Photo Courtesy of Thrifty and Chic

Every year, when it starts to get cold, and I can feel a slight breeze coming from closed windows or from under the doors, I take a trip to the hardware store to get ready to seal up the house by shrink-wrapping the windows. And every year, my wife looks at me as if I just transported us back to a Depression-era shack in the middle of the woods. You’d think I was wrapping the house in a tarp.

For the rest of the winter, every time we draw the drapes or open a curtain I’m subjected to my wife and our two kids singing a horrible rendition of Elvis’ “In the Ghetto,” while they laugh hysterically at my expense.

Hopefully, the singing keeps them warm and happy. I know the money I save keeps me warm and happy. And thanks to modern technology that has brought us improvements in plastic and adhesives, shrink wrapping your windows is not only easy and can save you a ton of money, but it's also not as ugly as my family would lead you to believe.

Drafty windows can make up nearly 30 percent of your heating bill. Compared to caulk and draft stoppers, window shrink wrap is an easy and affordable way to keep the heat in and the cold out. The air barrier that it creates also acts as a great insulator. This solution is particularly good for older homes with older windows but works well on any windows that aren’t perfectly sealed.

You can pick up window insulator kits at almost any hardware store. They come with double-sided adhesive to stick the plastic securely to the window sill and some individual plastic sheets to cover several windows. All you need is a box cutter and a blow dryer and less than 10 minutes per window.

I’ve written out some instructions below and found a nifty video on YouTube that shows how easy it is.

1. Clean the windows. I generally use paper towels and some warm water to remove as much dust and grime and make sure the sticky strips stay stuck. Don’t go crazy and leave the heavy cleaning for the spring, when you’re supposed to do it.

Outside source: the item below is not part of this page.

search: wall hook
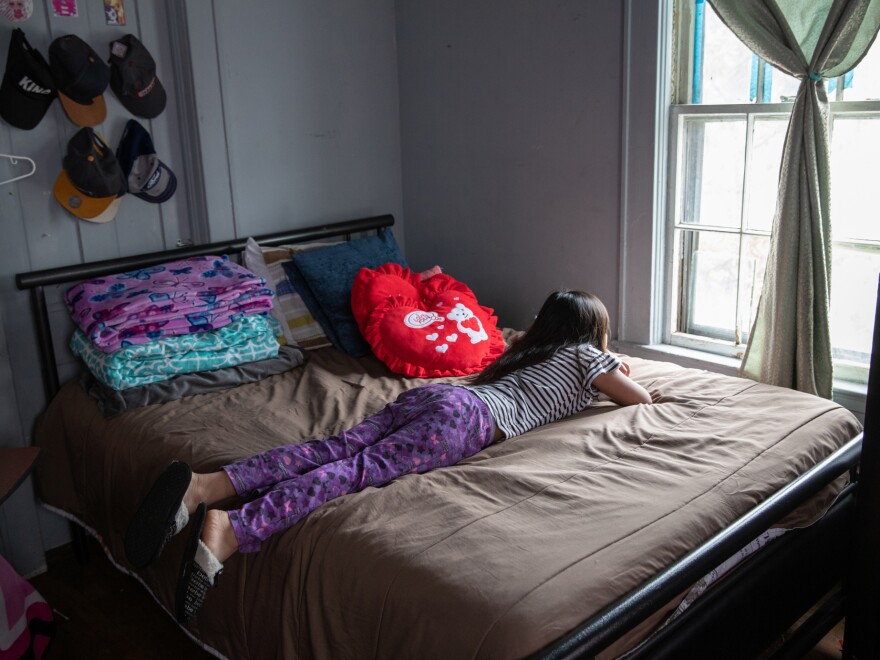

2. Apply the double-sided adhesive to the edges of the window. If you’re planning on using the blinds, make sure the adhesive is strategically placed. I’ve sealed in some blinds in my day.

3. Remove the paper cover from the adhesive. This is the worst part of the job, but there’s a trick. Once you’ve stuck the adhesive to the window, use the box cutter to slice a light cut in the paper that’s not stuck to the window (facing you) and peel from there. Trying to grab the paper from an edge is super frustrating.

4. Apply the plastic sheets to the adhesive. Start at the top and work your way down the sides. Pull the plastic as tightly as you can without forcing it as you press it to the adhesive along the sides of the window.

5. Get your hair dryer. This is the fun part. Blow hot air towards the plastic, keeping the hair dryer about two inches away from the plastic. You want to shrink it, not melt it. You’ll see it start to tighten. You should be able to see right through it like glass eventually.

6. Trim the extra bits of plastic from the edges with the box cutter or utility knife. Don’t worry about being perfect. Cut as close to the adhesive as you can. If you’re going to make a mistake, make it away from the adhesive. You can always clean it up later.

That’s it. Sealed and draft-free. I can now walk around barefoot without freezing my toes off and enjoy the tiny voices of warm and happy children singing Elvis songs.